The thing is, even through major medical issues like seizures, and fears of what a global pandemic could mean for residents of Anderson and similar programs, I knew that with the nursing team, he’d always be in good hands. I;ve always trusted them implicitly. And Owen does too – because he knows intuitively that they’re truly empathizing with him. That they will be sensitive to his needs. That they try to walk in his shoes as they care for him so that he will feel comfortable and safe.
Bottom line: he feels the light coming from their hearts. We all do.

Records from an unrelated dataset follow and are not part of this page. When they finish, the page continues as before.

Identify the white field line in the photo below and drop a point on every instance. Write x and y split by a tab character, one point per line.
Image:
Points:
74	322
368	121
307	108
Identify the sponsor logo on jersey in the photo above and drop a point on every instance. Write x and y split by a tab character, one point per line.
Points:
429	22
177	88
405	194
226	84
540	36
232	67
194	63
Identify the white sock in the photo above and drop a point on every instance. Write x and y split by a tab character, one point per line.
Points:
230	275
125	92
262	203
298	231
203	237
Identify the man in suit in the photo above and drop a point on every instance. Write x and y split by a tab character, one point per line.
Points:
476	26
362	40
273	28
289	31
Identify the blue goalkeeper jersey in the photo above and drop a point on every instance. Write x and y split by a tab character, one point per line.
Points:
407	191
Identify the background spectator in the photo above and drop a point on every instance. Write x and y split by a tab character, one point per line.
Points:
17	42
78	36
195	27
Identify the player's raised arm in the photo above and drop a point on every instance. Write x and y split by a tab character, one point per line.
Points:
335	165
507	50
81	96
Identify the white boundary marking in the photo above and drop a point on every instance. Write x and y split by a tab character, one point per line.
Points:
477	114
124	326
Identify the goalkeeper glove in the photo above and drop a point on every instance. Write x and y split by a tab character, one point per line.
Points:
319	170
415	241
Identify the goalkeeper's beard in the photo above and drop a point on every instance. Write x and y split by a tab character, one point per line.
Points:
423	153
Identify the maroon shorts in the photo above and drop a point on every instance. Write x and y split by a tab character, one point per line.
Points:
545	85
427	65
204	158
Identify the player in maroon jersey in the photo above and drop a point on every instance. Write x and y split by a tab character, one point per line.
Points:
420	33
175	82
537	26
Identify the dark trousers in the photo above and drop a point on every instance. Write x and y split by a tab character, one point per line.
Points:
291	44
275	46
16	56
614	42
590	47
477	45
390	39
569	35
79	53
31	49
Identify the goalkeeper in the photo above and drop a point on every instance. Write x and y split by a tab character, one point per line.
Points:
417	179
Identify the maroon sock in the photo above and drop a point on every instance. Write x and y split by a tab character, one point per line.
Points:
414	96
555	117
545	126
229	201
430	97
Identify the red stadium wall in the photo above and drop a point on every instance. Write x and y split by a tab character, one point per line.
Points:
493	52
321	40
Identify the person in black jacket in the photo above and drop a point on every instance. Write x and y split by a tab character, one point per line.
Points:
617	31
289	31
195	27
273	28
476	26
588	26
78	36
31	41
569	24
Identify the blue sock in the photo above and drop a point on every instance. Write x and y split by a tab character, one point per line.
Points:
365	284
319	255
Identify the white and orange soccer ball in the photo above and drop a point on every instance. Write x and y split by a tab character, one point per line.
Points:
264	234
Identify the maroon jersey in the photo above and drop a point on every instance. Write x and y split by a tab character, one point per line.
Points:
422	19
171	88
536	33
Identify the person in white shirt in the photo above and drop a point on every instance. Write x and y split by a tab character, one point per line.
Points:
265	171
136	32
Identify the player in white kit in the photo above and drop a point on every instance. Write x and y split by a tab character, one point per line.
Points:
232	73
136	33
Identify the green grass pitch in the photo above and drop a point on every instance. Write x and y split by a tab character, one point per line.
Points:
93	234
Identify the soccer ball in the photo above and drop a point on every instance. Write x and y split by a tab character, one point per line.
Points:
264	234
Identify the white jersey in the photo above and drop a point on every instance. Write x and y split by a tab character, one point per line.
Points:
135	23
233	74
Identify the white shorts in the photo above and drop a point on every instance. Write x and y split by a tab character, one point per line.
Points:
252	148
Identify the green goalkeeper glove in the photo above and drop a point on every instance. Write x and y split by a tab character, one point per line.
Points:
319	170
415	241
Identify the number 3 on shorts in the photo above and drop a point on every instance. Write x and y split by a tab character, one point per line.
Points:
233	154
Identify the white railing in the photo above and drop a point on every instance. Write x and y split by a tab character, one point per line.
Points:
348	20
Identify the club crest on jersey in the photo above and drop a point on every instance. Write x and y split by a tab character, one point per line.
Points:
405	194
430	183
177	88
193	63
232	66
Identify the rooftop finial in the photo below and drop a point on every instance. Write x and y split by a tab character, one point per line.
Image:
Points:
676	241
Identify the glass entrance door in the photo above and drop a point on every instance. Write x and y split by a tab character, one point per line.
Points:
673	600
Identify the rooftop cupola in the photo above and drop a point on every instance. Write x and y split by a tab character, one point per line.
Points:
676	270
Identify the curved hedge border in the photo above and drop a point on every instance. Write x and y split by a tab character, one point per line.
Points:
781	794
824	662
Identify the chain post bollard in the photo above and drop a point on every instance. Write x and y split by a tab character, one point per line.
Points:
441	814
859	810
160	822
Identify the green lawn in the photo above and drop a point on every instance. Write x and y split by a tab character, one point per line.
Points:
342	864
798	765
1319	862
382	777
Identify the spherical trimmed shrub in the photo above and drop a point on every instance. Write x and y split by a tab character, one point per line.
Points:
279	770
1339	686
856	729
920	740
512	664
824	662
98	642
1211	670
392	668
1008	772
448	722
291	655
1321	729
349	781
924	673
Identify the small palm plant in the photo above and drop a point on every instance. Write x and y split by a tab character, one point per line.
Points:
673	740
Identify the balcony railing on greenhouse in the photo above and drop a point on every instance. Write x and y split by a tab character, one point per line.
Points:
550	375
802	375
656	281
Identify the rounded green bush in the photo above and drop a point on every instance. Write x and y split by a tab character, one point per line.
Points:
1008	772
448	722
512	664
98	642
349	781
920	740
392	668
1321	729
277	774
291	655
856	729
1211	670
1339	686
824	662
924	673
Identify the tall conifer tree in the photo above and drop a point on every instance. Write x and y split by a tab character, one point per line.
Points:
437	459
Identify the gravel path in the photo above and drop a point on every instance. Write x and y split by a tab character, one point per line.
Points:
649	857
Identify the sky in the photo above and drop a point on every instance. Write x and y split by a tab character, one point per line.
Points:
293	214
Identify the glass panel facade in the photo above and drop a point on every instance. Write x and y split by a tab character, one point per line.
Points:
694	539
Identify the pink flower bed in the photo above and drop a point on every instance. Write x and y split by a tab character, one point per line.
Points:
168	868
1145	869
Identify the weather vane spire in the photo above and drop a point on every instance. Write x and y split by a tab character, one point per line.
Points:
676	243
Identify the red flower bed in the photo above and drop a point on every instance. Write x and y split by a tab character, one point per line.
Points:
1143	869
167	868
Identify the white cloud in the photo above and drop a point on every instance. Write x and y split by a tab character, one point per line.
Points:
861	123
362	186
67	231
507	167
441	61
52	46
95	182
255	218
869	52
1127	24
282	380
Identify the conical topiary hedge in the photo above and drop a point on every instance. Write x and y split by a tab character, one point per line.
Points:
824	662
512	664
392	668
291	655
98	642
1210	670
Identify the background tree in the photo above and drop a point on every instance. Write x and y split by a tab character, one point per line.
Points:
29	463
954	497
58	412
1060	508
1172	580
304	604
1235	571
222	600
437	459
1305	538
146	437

The pandemic, which I know has been so hard on all of us, was especially hard when the campus was locked down. I got a very surprising phone call one afternoon that Owen was having a telemedicine appointment with the neurologist and afterwards handed the blood draw bag to Nurse Mary. He didn’t need blood drawn at that visit but he settled for a tourniquet tied on his arm. A few weeks later on another visit to the nurse, Owen handed Nurse Mary the scope for his ears–he had a double ear infection!
At long last, we’ve seen a collective sense of gratitude this year for the extraordinary humans who go into nursing and other healthcare professions. But I’ve seen their goodness for years. And over the past months, I’ve seen them share their light more brightly than ever at a time when we needed it most.
And when you have a child with autism, you appreciate people like Gina and her entire staff who lead with that kind of light just as Florence Nightingale did. Like the Lady with the Lamp, they’ve literally and metaphorically helped us walk through some of our darkest days.
And I think I speak for any parent of a child with autism when I say that we are infinitely grateful to have those lamps in our lives – not just through the health crisis, but every single day.